AIKSCC General Secretary Hannan Mollah said that farmers had asked for the provision of a mechanism to crush the stubble so as to avoid the burning process. An alternative to stubble burning helps preserve soil fertility and prevents air pollution in their own villages. However, the government paid them no heed.
Over the past couple of years, thousands of cases were booked against farmers for stubble-burning, resulting in a lot of harassment. Punjab and Haryana farmers claim that government policies and laws pushed them into a cycle of paddy and wheat with barely three weeks in between, leaving farmers with little practical choice except burning the stubble.

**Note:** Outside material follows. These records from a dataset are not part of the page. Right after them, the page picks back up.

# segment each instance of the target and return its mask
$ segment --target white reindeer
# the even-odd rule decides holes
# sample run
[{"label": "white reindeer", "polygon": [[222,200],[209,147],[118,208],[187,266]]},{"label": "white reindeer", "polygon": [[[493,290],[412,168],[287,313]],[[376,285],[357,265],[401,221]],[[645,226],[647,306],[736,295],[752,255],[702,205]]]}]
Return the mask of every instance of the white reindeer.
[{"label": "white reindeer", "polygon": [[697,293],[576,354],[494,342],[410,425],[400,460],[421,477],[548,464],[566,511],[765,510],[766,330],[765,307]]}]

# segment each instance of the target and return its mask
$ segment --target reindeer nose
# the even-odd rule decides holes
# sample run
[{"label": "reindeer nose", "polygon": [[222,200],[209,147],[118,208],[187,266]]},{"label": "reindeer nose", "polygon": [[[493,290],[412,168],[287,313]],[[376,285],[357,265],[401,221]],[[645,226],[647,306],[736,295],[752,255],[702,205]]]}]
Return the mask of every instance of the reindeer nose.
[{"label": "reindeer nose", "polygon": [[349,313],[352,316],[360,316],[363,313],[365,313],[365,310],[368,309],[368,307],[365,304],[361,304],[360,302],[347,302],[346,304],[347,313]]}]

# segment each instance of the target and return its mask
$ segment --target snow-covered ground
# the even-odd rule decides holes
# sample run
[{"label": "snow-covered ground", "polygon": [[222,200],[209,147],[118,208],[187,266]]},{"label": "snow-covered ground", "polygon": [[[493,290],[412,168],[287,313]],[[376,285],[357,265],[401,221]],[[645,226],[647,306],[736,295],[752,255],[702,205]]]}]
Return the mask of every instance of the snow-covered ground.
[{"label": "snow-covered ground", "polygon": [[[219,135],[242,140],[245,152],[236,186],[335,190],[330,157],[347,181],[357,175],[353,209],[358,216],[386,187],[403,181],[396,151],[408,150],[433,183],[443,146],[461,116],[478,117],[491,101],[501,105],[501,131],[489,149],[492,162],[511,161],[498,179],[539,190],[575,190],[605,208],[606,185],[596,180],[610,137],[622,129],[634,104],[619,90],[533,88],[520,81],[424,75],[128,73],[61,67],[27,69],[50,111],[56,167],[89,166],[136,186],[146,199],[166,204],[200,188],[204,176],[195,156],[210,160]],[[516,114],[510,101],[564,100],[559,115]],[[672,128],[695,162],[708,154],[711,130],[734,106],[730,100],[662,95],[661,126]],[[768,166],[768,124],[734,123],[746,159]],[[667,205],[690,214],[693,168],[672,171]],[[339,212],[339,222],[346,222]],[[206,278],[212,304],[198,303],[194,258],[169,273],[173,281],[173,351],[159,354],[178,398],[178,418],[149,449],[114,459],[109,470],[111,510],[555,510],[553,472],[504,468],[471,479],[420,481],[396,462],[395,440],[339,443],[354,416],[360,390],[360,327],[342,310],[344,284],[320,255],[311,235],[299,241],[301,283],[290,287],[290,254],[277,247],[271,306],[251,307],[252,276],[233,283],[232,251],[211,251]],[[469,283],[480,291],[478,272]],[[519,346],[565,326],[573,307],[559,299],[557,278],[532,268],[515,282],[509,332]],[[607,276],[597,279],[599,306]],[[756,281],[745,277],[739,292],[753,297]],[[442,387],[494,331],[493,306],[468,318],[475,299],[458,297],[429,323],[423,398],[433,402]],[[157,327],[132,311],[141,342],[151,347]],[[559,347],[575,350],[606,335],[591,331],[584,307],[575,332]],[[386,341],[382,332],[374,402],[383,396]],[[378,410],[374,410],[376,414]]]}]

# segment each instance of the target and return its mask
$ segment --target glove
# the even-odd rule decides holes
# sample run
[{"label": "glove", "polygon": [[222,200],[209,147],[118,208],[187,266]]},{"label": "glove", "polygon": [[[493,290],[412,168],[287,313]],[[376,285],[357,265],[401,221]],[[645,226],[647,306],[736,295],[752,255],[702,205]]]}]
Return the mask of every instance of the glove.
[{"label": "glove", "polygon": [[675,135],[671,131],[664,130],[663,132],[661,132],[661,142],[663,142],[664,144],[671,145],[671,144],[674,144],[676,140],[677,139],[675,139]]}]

“Despite Court directions to provide alternatives to farmers to manage the paddy straw, the Centre has not provided the necessary financial support to make it happen. Now, when the Court sought to appoint a one-member Committee consisting of Justice Madan Lokur to look into the implementation, the Centre has brought in this hasty ordinance to prevent the operationalisation of the one-member Committee. The Centre did not want a Supreme Court-appointed committee which would have made the Centre answerable too,” they said.

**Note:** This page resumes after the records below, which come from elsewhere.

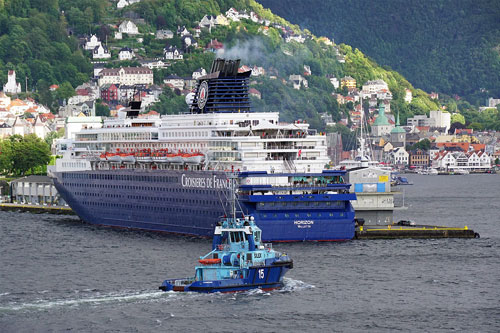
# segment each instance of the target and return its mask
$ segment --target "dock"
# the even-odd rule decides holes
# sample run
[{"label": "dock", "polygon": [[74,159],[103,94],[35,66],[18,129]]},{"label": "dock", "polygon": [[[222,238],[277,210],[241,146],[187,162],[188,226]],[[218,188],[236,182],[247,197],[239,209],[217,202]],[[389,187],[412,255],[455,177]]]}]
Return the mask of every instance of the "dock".
[{"label": "dock", "polygon": [[355,239],[401,239],[401,238],[479,238],[479,234],[467,226],[463,228],[432,225],[383,225],[356,228]]},{"label": "dock", "polygon": [[66,206],[44,206],[26,205],[17,203],[0,203],[0,210],[11,212],[30,212],[35,214],[49,213],[57,215],[75,215],[70,207]]}]

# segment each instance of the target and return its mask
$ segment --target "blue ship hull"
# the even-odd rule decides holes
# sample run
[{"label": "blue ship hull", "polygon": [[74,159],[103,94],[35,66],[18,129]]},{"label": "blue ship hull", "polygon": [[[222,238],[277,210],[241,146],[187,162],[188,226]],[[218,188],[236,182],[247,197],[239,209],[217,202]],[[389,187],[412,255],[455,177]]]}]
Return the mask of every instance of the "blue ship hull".
[{"label": "blue ship hull", "polygon": [[[272,290],[283,286],[283,277],[291,266],[259,266],[248,269],[248,277],[244,279],[224,279],[213,281],[194,281],[187,285],[175,285],[176,281],[182,279],[165,280],[160,289],[163,291],[183,291],[183,292],[239,292],[260,288]],[[262,278],[259,277],[258,270],[265,270]]]},{"label": "blue ship hull", "polygon": [[[93,170],[57,172],[59,194],[85,222],[211,238],[229,215],[219,171]],[[354,237],[354,194],[242,195],[264,241],[342,241]]]}]

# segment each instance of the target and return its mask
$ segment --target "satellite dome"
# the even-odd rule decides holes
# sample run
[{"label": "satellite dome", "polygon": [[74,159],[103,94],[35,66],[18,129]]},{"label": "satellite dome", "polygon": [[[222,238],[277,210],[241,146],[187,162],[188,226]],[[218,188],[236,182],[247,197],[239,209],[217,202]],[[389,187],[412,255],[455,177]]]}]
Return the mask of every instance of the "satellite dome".
[{"label": "satellite dome", "polygon": [[193,92],[190,92],[189,94],[186,95],[186,104],[191,106],[191,104],[193,104],[193,100],[194,100],[194,93]]}]

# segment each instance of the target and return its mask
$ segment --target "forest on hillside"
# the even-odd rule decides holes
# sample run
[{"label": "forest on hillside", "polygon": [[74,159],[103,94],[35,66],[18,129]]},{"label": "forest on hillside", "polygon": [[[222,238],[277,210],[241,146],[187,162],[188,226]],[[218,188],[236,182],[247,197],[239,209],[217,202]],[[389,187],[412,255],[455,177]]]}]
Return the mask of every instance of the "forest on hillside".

On October 16, the Supreme Court had ordered a one-man committee of retired Justice Madan B. Lokur to monitor the issue of stubble burning and consequent air pollution. Governments of Punjab, Haryana, Uttar Pradesh and Delhi as well as the Environment Protection (Prevention and Control) Authority (EPCA) were asked to assist the committee.
However, this order was again stayed on October 26 at the central government’s behest. They assured that a law would be introduced to tackle the stubble burning and pollution issue – the new ordinance.
Regarding air pollution, the AIKSCC acknowledged the severity of the issue but claimed that there was a disproportionate focus on farming activities like stubble burning.
“There are other, larger sources of pollution that need to be tackled instead of targeting the farmers. Studies by the Central Pollution Control Board have shown that industries including power plants are the largest source of air pollutants, followed by vehicles, even during the winter months,” they said.
The organisation also listed the brick kilns and burning of municipal solid waste as major contributors that government agencies need to address first. According to the Air Quality Index Bulletin of the Central Pollution Control Board, as of 4 PM of October 30, Delhi’s air quality stood at 374 index values with Very poor air quality that could lead to respiratory illnesses.